Ever wonder how empires start? Keep an eye on Bill Foley. Last I checked in with him, he was running Foley Estates. I was drinking with his assistant winemaker in the wine cellar when he walked in. Nice guy, but I really hadn’t thought about that moment until I started writing this review.
I was a bit surprised when I discovered he had purchased the Roth winery, along with Lancaster Estate, in 2012.
Then I pulled up his bio. He now owns Chalk Hill Winery, Altvs, EOS Estate, Firestone Vineyard, Keuleto Estate, Lincourt Vineyards, Merus, and Sebastiani Vineyards. And that is just in California. He also owns Four Graces in Oregon and Three Rivers in Washington. And that is only what he owns in America. He also recently picked up Vavasour and Clifford Bay Estate in New Zealand. It’s a bit comforting that Bill and I have the same taste in wine. I buy a case of wine. He buys the winery.

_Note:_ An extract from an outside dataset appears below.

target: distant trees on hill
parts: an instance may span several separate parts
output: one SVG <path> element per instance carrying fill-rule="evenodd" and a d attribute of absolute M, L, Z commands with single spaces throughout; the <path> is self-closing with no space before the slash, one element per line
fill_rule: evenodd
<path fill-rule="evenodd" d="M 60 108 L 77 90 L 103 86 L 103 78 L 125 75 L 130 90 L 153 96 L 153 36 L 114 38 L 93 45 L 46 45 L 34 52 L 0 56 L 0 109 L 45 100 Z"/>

Winemaker Jesse Katz has remained on board at Roth and Lancaster since the ownership change, and the wines are better for it. He also still keeps David Ramey on as a consultant. The major pitfall of the change is the likelihood that fruit destined for the Roth and Lancaster brands will be diverted to the better-known Sebastiani and Firestone brands. My suggestion is to enjoy 2011. I’ll let you know if the wine quality keeps up in coming years. (as an aside, it’s financial moves like this that have much more effect on wine quality than vintage)

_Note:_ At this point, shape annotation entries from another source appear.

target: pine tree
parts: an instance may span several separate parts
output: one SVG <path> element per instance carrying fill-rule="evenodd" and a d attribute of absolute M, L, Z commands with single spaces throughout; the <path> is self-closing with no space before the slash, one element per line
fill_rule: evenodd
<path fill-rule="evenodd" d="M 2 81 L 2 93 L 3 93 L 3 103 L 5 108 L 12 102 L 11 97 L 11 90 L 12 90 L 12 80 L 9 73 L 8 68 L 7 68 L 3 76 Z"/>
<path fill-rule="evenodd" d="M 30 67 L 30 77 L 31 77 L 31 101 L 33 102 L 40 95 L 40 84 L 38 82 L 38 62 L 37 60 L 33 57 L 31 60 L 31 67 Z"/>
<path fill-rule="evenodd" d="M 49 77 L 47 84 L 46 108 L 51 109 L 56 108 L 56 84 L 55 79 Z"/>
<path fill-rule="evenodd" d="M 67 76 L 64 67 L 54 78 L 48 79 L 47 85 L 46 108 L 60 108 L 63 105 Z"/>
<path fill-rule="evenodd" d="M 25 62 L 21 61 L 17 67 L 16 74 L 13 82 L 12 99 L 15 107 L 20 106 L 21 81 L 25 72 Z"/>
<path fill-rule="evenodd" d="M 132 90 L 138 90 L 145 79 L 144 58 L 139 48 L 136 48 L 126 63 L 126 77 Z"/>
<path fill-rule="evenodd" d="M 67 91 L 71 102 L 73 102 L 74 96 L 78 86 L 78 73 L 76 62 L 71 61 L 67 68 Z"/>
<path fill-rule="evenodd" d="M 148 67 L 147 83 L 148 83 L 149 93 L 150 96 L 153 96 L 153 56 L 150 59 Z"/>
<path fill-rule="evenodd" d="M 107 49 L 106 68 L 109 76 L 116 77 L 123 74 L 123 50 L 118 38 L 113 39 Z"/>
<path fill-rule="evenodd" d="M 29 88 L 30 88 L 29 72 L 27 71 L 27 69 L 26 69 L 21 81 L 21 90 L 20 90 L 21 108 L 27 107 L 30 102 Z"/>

The majority of the grapes for this Roth Estate bottling come from cooler corners of the Russian River Valley, and the wine aged for a year in French oak.

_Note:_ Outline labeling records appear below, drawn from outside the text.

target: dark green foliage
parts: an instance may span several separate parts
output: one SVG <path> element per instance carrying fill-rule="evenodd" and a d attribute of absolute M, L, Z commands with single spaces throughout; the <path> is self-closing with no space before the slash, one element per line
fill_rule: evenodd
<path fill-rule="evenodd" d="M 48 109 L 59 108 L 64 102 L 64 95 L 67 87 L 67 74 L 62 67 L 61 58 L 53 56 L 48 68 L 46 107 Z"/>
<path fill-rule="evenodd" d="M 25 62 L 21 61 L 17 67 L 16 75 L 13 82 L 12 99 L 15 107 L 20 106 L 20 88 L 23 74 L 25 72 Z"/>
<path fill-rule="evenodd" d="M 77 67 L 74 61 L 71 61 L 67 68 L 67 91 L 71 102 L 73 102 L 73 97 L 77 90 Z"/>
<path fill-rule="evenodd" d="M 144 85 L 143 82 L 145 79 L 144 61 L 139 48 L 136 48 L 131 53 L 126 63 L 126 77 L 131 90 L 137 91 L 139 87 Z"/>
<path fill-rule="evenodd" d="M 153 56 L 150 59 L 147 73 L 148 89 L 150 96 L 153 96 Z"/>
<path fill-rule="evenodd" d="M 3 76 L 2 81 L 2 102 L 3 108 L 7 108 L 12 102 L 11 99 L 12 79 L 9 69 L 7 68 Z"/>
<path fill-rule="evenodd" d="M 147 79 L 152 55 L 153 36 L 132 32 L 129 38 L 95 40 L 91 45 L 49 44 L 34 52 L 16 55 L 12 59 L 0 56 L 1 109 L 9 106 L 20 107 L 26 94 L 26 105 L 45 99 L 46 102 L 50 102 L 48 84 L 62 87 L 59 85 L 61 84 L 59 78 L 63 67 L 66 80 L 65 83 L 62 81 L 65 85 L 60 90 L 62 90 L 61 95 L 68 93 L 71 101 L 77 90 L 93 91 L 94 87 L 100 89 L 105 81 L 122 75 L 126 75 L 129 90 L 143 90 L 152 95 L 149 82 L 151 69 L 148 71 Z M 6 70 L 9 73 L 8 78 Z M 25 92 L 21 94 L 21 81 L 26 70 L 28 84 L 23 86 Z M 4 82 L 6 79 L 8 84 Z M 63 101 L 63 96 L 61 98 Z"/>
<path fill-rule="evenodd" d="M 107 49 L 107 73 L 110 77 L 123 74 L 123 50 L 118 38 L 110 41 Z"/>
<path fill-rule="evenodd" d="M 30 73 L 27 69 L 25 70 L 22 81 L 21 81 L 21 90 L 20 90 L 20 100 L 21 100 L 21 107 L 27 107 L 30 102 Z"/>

The typicity of roses: it’s a good way to describe classic floral notes of this Pinot Noir. Fresh red fruit and mulled spices flesh out the aroma. This medium-bodied wine is buttressed with bracing acidity and smoked vanilla. Flavors of bing cherry and anise rise come forward in the mid-palate, which forest floor and acacia notes in the finish turn a tough brittle on the tannic finish.